What is Apache Airflow

Train for your next tech interview
1,500+ real interview questions across engineering, product, design, and data — with worked solutions.
Join the waitlist

What Airflow actually is

Apache Airflow is a workflow orchestrator. It decides what runs, in what order, on what schedule, and what to do when something breaks. The unit of work is a DAG — a directed acyclic graph of tasks — and the runtime job is to walk that graph, respect dependencies, retry failures, and surface logs in a UI you can stare at on a Monday morning.

Picture any data team's daily routine: pull yesterday's orders from the production database, clean them, push them into Snowflake, refresh the executive dashboard. Without an orchestrator you have four scripts wired to cron, the second silently fails on a schema change, the next two run on stale data, and the VP of Finance asks why MRR dropped 12% overnight. Airflow's pitch: never let step 3 run if step 2 didn't succeed, and tell a human within minutes when something is off.

Analyst interviews at Stripe, Airbnb, DoorDash, and Snowflake increasingly assume you can read a DAG. Nobody expects you to write one from scratch on day one — but if "we use Airflow for our ETL" hits a system-design question and you blink, that's a signal.

The problem Airflow solves

Picture the pre-Airflow world. Twenty Python scripts run on cron, and nobody remembers which depends on which. One falls over because a column was renamed in production. The next runs anyway and produces a partial table. The dashboard shows yesterday's revenue at $4,200 instead of $420,000 because a join silently dropped 99% of rows. Logs live on a box you SSH into. Retries are a Slack message at 7am saying "can someone rerun the loader."

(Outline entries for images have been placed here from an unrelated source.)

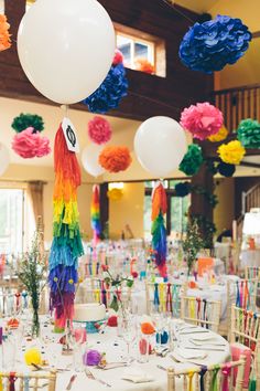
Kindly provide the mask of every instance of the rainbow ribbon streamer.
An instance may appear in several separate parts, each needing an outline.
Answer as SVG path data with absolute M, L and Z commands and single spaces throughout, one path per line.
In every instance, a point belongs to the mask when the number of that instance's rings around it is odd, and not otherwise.
M 93 241 L 94 241 L 94 246 L 96 246 L 101 233 L 99 188 L 97 184 L 93 187 L 93 201 L 91 201 L 90 216 L 91 216 L 91 228 L 93 228 L 93 235 L 94 235 Z
M 67 149 L 62 126 L 54 145 L 55 184 L 53 194 L 53 243 L 48 260 L 51 310 L 55 310 L 56 328 L 73 320 L 78 257 L 84 254 L 79 233 L 77 188 L 82 182 L 75 152 Z
M 155 263 L 162 277 L 166 277 L 166 229 L 163 215 L 166 213 L 166 193 L 161 182 L 158 182 L 152 193 L 152 247 Z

Airflow replaces that chaos with one system giving you five things:

  • Dependencies — task B never starts until task A succeeds.
  • Scheduling — cron expressions, calendar intervals, or data-aware triggers.
  • Retries — declarative, per-task: three tries with exponential backoff before alerting.
  • Observability — a web UI with every run, every task, every log line, color-coded.
  • Alerting — Slack, PagerDuty, email on failure or SLA miss.

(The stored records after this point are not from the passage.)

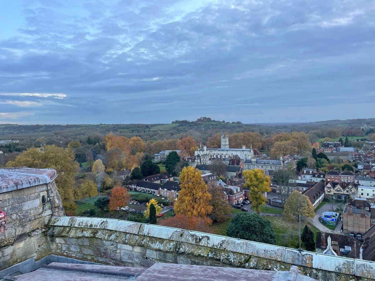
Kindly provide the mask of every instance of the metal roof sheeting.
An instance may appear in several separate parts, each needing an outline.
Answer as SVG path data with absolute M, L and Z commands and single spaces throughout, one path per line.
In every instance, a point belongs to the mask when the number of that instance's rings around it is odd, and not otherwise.
M 57 175 L 57 172 L 53 169 L 26 167 L 0 169 L 0 193 L 48 184 Z

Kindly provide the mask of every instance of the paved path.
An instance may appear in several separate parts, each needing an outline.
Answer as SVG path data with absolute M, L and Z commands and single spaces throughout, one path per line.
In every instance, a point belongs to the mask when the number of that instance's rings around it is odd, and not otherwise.
M 315 213 L 315 217 L 310 222 L 315 226 L 318 229 L 321 231 L 324 231 L 326 232 L 332 232 L 332 233 L 340 233 L 340 229 L 341 229 L 341 225 L 339 227 L 339 228 L 338 230 L 338 227 L 336 226 L 336 229 L 334 230 L 332 230 L 329 228 L 327 227 L 326 226 L 325 226 L 324 224 L 322 224 L 319 221 L 319 218 L 320 217 L 321 215 L 324 212 L 327 212 L 327 211 L 330 211 L 332 210 L 331 205 L 332 204 L 327 203 L 324 205 L 324 206 L 322 207 L 320 209 L 318 210 L 318 211 Z M 334 203 L 333 204 L 333 207 L 334 209 L 336 209 L 339 206 L 339 204 L 336 203 Z M 340 224 L 340 223 L 342 224 L 342 223 L 341 221 L 339 221 L 338 223 L 338 226 L 339 224 Z

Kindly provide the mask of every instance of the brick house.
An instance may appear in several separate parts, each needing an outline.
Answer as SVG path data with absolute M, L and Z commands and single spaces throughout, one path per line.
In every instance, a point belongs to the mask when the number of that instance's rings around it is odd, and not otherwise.
M 160 185 L 159 194 L 160 196 L 165 196 L 168 198 L 173 198 L 175 200 L 178 197 L 178 191 L 181 189 L 180 185 L 180 182 L 168 181 Z
M 167 181 L 173 181 L 173 176 L 169 173 L 165 172 L 146 176 L 143 179 L 143 180 L 157 184 L 164 184 Z
M 338 200 L 346 200 L 351 195 L 352 197 L 357 196 L 358 185 L 355 182 L 336 182 L 334 181 L 326 182 L 324 193 L 326 197 Z
M 336 170 L 331 170 L 326 174 L 326 180 L 328 181 L 340 182 L 340 172 Z
M 340 181 L 344 182 L 351 182 L 356 179 L 356 174 L 354 172 L 350 172 L 345 170 L 340 174 Z
M 320 202 L 323 201 L 324 197 L 324 182 L 320 181 L 312 187 L 302 192 L 302 194 L 308 197 L 315 209 Z
M 346 203 L 342 216 L 344 233 L 363 234 L 375 224 L 375 205 L 368 199 L 356 197 Z
M 159 194 L 160 186 L 160 184 L 146 181 L 140 181 L 138 179 L 133 179 L 129 184 L 129 187 L 133 191 L 145 192 L 155 195 Z

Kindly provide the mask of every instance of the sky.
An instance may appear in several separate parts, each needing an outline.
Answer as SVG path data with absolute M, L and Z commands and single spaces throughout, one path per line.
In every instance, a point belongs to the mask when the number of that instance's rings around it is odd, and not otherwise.
M 375 0 L 0 1 L 0 123 L 374 117 Z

The mental model that matters: Airflow doesn't do the work — your Python, SQL, dbt, or Spark job does. Airflow decides when and whether the work runs. Mixing those two responsibilities is the most common architectural mistake junior engineers make.

Core concepts: DAG, task, operator

DAG (Directed Acyclic Graph)

A DAG describes your pipeline. Directed means tasks flow in one direction. Acyclic means no task can eventually depend on itself. In code, a DAG is a Python file in dags/ that Airflow's scheduler parses every few seconds.

from airflow import DAG
from airflow.operators.python import PythonOperator
from datetime import datetime

dag = DAG(
    "daily_etl",
    schedule_interval="0 3 * * *",   # every day at 03:00 UTC
    start_date=datetime(2026, 1, 1),
    catchup=False,
)

The catchup=False is load-bearing — leave it on True by accident and Airflow will try to backfill every missed interval since start_date, which can mean thousands of historical runs the moment you deploy.

Task

A task is a single unit of work: run a SQL query, call an API, copy a file to S3, kick off a Spark job. Tasks chain with the >> operator, which reads like an arrow:

extract >> transform >> load >> notify

If transform fails, load and notify never start — they're marked upstream_failed in the UI, which is far more useful than the cron equivalent (silence, then surprise).

Operator

An operator is a template for a task. Instead of writing boilerplate to connect to Postgres or upload to S3 every time, you instantiate a pre-built operator. The ones an analyst sees most often:

  • PythonOperator — runs a Python callable.
  • BashOperator — executes a shell command.
  • PostgresOperator / SnowflakeOperator / BigQueryOperator — runs SQL against a connection.
  • S3ToRedshiftOperator — copies a file from S3 into Redshift.
  • DbtCloudRunJobOperator — triggers a dbt Cloud job.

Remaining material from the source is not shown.